海上衝突予防法 第三条
(定義)
昭和五十二年法律第六十二号
この法律において「船舶」とは、水上輸送の用に供する船舟類(水上航空機を含む。)をいう。
2 この法律において「動力船」とは、機関を用いて推進する船舶(機関のほか帆を用いて推進する船舶であつて帆のみを用いて推進しているものを除く。)をいう。
3 この法律において「帆船」とは、帆のみを用いて推進する船舶及び機関のほか帆を用いて推進する船舶であつて帆のみを用いて推進しているものをいう。
4 この法律において「漁ろうに従事している船舶」とは、船舶の操縦性能を制限する網、なわその他の漁具を用いて漁ろうをしている船舶(操縦性能制限船に該当するものを除く。)をいう。
5 この法律において「水上航空機」とは、水上を移動することができる航空機をいい、「水上航空機等」とは、水上航空機及び特殊高速船(第二十三条第三項に規定する特殊高速船をいう。)をいう。
6 この法律において「運転不自由船」とは、船舶の操縦性能を制限する故障その他の異常な事態が生じているため他の船舶の進路を避けることができない船舶をいう。

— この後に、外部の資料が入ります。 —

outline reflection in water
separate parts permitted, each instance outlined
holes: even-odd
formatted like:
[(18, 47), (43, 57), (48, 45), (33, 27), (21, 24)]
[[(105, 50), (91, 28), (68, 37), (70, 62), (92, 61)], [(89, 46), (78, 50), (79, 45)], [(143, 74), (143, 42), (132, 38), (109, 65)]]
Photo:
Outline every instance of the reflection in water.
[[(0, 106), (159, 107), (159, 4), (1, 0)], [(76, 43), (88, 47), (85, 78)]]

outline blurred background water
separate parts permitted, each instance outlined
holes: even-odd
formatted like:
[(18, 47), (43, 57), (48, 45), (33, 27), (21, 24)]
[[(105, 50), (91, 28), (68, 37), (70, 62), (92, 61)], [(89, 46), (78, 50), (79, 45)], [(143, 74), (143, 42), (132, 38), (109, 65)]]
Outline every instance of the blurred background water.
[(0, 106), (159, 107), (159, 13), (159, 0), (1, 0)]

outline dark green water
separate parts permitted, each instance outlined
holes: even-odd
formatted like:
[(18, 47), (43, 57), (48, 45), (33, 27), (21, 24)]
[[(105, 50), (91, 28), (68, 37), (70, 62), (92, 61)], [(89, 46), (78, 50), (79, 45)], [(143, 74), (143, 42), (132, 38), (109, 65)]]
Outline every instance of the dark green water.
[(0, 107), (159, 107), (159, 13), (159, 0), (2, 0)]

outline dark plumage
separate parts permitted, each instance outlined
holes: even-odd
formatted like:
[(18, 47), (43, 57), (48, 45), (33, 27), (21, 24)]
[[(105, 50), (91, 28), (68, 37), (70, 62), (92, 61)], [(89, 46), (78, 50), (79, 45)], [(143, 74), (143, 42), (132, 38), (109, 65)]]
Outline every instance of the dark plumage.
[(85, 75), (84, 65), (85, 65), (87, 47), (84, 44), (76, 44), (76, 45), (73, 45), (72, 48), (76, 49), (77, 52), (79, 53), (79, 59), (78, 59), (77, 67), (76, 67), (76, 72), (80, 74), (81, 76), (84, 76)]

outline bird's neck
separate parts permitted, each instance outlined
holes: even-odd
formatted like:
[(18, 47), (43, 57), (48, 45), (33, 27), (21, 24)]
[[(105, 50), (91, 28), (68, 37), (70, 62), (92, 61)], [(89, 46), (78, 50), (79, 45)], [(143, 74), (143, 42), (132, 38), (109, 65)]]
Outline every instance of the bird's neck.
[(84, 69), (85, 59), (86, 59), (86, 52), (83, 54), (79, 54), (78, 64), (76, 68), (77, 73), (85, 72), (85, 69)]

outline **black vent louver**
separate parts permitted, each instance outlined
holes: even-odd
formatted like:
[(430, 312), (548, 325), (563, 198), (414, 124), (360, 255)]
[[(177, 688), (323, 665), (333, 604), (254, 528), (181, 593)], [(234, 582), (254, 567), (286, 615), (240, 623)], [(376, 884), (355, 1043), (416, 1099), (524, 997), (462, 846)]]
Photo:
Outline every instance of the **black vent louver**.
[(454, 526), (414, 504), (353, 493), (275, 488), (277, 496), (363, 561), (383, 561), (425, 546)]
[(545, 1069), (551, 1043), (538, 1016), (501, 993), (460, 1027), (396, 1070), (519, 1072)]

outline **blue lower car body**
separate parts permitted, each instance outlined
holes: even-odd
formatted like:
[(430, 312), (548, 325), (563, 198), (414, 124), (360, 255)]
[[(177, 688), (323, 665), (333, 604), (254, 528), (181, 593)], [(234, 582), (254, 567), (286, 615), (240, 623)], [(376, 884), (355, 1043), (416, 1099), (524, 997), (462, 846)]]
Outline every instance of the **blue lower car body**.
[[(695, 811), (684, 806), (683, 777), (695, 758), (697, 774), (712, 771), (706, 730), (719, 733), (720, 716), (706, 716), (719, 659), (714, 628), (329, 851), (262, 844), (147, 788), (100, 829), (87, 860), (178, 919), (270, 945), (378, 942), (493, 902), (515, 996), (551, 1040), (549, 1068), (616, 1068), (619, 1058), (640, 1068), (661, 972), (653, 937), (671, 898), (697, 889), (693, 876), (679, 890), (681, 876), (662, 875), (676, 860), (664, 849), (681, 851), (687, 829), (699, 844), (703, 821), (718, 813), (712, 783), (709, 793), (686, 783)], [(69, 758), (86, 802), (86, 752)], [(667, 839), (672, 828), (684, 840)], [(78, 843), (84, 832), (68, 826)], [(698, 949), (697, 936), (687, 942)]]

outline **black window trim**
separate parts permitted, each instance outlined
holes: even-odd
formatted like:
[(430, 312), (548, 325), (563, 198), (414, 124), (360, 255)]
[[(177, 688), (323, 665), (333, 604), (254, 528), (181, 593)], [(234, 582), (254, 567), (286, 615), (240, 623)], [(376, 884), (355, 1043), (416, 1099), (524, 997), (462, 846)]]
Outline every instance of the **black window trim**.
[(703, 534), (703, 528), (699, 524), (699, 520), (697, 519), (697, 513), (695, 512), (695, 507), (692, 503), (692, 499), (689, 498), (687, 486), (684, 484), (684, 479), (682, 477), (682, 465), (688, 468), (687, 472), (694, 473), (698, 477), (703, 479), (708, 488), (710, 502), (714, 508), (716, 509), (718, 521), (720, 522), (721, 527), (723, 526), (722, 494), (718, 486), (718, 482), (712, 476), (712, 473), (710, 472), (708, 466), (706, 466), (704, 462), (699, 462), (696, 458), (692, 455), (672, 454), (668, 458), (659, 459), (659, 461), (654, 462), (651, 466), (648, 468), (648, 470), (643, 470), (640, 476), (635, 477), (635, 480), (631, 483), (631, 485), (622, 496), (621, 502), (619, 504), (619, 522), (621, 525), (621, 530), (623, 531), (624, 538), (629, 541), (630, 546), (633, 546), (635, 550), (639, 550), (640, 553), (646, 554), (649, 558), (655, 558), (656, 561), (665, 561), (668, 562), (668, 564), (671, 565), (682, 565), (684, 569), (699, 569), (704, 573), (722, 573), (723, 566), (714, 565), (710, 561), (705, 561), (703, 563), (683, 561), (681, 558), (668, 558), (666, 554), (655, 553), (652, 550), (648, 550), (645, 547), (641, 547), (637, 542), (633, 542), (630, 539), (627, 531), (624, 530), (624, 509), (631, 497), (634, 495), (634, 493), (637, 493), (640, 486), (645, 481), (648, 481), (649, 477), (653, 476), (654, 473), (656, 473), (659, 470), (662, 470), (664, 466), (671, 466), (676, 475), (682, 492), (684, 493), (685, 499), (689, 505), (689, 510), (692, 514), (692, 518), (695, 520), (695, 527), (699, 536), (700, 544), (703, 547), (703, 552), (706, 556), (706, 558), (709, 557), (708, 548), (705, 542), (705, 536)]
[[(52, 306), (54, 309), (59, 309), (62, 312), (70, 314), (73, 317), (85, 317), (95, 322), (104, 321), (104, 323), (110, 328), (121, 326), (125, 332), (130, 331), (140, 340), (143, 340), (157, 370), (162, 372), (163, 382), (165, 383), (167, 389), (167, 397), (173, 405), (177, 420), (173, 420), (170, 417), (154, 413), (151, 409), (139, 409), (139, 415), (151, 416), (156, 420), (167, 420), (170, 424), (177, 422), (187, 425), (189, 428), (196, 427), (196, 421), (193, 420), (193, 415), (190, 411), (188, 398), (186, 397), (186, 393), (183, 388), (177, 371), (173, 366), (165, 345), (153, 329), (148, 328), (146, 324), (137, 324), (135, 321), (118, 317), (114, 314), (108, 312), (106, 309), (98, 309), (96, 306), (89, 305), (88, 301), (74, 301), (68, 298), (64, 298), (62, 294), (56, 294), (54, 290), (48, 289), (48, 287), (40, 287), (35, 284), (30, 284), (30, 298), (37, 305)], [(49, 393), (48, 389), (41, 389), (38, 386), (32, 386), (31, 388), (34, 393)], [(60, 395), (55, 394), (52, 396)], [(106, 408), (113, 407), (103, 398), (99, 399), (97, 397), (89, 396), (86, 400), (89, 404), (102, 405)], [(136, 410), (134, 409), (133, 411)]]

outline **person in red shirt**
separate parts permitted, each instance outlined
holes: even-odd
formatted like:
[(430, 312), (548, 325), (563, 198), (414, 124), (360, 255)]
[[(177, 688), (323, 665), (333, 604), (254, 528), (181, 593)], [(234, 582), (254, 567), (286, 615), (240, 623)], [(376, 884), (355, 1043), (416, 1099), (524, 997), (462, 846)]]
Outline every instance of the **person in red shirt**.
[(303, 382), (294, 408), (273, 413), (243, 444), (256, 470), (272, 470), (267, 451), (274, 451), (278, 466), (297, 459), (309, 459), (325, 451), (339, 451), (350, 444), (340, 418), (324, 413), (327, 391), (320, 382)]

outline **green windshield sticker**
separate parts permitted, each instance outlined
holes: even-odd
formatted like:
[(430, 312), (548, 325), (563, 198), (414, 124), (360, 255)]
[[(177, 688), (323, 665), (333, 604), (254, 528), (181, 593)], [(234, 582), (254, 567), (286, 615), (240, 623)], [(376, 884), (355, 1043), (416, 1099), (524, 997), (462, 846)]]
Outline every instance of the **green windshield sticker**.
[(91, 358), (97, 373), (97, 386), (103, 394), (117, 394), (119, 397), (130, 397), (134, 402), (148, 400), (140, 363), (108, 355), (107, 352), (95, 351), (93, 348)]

7 この法律において「操縦性能制限船」とは、次に掲げる作業その他の船舶の操縦性能を制限する作業に従事しているため他の船舶の進路を避けることができない船舶をいう。 一 航路標識、海底電線又は海底パイプラインの敷設、保守又は引揚げ 二 しゆんせつ、測量その他の水中作業 三 航行中における補給、人の移乗又は貨物の積替え 四 航空機の発着作業 五 掃海作業 六 船舶及びその船舶に引かれている船舶その他の物件がその進路から離れることを著しく制限するえい航作業
8 この法律において「喫水制限船」とは、船舶の喫水と水深との関係によりその進路から離れることが著しく制限されている動力船をいう。
9 この法律において「航行中」とは、船舶がびよう泊(係船浮標又はびよう泊をしている船舶にする係留を含む。以下同じ。)をし、陸岸に係留をし、又は乗り揚げていない状態をいう。
10 この法律において「長さ」とは、船舶の全長をいう。
11 この法律において「互いに他の船舶の視野の内にある」とは、船舶が互いに視覚によつて他の船舶を見ることができる状態にあることをいう。
12 この法律において「視界制限状態」とは、霧、もや、降雪、暴風雨、砂あらしその他これらに類する事由により視界が制限されている状態をいう。